Im Informatikstudium erwartet Studierende eine Portion Mathematik, die Möglichkeit, mit unterschiedlichsten datenverarbeitenden Systemen zu arbeiten, und die Zufriedenheit, die sich einstellt, wenn sich ein System tatsächlich so verhält, wie man es sich vorgestellt hat (hoffentlich).

Gute Studierende sind neugierig und ausdauernd, streben nach Wissen, denken analytisch, können abstrahieren, arbeiten akribisch, können Informationen aus verschiedensten Teilbereichen zusammenführen und Neues daraus generieren, und können vor allem eines gut: in einem Team zusammenarbeiten.

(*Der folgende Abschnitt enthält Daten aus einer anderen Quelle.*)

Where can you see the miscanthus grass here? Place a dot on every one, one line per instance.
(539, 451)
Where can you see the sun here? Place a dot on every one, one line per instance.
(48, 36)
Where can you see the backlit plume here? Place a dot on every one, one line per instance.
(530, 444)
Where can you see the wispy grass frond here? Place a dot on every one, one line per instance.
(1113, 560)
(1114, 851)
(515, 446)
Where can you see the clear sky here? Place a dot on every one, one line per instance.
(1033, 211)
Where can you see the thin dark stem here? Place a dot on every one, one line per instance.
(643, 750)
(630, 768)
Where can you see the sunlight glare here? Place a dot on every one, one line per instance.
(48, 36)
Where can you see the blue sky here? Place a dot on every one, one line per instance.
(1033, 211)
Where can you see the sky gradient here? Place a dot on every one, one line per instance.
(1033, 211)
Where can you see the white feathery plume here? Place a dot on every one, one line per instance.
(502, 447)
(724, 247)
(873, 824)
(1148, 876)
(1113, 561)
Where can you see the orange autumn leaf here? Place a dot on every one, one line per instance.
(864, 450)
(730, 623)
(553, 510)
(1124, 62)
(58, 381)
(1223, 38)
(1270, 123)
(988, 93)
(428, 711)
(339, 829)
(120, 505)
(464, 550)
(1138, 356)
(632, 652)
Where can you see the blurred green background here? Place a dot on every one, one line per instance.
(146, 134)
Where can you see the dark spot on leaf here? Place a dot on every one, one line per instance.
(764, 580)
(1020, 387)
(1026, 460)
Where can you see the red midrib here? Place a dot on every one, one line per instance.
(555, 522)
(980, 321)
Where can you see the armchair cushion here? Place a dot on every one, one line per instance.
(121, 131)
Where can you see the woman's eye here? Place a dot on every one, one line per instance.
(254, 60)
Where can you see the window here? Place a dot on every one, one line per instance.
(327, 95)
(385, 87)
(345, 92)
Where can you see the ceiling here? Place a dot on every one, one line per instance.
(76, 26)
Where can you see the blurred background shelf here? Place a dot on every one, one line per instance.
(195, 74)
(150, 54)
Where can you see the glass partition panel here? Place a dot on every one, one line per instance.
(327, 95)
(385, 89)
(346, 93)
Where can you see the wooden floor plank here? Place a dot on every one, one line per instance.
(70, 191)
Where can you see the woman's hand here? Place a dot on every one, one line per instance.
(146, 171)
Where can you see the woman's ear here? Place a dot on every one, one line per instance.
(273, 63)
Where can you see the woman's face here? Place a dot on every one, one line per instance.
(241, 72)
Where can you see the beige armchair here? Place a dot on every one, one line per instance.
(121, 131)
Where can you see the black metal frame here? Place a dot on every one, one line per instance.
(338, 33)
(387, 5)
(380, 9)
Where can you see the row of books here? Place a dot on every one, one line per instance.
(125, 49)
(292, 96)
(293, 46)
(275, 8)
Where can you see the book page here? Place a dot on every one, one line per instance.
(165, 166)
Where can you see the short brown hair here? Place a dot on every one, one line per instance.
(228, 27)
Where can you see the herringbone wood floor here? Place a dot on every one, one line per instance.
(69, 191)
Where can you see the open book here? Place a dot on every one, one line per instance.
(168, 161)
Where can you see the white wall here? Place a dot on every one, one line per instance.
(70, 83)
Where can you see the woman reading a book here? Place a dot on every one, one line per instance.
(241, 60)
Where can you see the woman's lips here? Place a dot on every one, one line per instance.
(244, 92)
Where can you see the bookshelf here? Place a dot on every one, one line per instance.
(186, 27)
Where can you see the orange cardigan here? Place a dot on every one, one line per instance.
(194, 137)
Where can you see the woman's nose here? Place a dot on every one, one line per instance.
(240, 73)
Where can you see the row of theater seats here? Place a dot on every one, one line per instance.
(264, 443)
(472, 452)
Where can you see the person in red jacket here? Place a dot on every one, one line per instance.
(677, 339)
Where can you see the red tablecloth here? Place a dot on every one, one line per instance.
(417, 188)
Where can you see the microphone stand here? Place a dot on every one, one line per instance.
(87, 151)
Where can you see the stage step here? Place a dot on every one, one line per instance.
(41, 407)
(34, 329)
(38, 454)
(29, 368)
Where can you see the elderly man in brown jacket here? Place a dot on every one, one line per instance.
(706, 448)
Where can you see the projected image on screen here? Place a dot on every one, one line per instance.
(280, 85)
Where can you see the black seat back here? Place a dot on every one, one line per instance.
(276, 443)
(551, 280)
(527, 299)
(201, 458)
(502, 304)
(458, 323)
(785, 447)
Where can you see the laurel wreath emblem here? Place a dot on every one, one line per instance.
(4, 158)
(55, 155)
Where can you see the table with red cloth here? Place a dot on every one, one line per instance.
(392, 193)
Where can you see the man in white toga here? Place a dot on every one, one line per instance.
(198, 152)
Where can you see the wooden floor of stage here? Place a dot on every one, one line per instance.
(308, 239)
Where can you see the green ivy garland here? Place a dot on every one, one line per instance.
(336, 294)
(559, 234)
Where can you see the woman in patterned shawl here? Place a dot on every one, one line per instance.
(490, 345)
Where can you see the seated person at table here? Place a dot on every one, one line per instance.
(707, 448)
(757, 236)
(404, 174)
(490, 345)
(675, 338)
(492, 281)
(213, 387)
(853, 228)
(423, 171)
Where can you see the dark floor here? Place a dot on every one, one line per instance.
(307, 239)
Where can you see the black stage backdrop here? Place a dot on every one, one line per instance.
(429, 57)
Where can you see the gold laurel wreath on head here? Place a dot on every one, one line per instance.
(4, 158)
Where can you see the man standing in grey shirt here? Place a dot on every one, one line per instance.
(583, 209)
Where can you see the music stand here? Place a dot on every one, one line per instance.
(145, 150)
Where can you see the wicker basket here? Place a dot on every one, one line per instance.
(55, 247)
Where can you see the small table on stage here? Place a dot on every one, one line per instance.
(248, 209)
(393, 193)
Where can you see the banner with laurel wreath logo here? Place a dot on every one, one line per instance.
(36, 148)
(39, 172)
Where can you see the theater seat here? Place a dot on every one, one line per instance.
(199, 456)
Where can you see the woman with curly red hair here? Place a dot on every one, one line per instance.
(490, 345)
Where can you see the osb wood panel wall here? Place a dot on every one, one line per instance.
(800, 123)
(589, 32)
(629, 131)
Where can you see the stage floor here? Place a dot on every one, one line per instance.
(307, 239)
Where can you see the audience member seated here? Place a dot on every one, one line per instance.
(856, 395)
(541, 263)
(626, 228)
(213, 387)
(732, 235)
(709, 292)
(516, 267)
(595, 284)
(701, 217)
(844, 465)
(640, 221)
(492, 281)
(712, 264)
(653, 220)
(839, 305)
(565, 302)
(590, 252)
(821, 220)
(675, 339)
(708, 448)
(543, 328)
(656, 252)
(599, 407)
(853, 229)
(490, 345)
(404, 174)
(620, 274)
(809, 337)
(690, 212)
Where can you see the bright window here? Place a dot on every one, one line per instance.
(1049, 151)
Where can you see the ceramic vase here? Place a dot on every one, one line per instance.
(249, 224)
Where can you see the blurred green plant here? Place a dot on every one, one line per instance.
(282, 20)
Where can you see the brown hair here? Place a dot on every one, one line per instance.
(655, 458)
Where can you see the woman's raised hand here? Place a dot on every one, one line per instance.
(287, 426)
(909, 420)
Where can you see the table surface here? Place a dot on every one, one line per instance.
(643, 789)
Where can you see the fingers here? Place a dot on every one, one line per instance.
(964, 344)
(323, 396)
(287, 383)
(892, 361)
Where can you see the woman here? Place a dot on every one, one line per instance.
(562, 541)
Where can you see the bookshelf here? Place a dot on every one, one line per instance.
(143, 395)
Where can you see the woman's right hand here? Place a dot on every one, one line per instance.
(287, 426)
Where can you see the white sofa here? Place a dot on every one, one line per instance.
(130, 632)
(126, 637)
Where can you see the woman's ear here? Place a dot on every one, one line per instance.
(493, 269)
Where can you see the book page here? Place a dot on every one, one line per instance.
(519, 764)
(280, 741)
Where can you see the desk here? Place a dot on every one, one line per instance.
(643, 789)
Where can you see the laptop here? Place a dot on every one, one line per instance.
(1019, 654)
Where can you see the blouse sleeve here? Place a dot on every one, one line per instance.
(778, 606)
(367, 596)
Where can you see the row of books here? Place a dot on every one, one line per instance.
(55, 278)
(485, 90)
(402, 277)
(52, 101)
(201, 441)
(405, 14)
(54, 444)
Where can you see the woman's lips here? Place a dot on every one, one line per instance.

Was fehlt der Informatik in Österreich?

Der Informatik in Österreich fehlen fehlt es an finanzkräftigen InvestorInnen, die ein Umfeld schaffen, dass es den zweifellos vorhandenen klugen Köpfen bei uns ermöglicht, ihre Visionen zu verwirklichen, ohne schon am Anfang zu wissen, wohin die Reise gehen wird. InformatikerInnen in Österreich machen hervorragende Arbeit, aber es fehlt das Mindset, hier Dinge auch groß zu denken. Dies gelingt nur, wenn ein entsprechendes Umfeld geschaffen wird, welches eine entsprechende kritische Größe hat.

Dazu müssen wir bereits in den Schulen beginnen, den Nachwuchs an die Informatik heranzuführen. Informatik müsste viel stärker in den Schulunterricht integriert werden. Darüber hinaus muss die Möglichkeit der Kooperation gefördert werden – sowohl national als auch international. Schwerpunkte müssen gesetzt werden. Ein kleines Land wie Österreich wird nicht in jedem Teilgebiet der Informatik groß werden, aber wenn wir es schaffen, ein paar Leuchttürme der Informatik in Österreich zu errichten, dann wäre das ein großer Schritt in die richtige Richtung.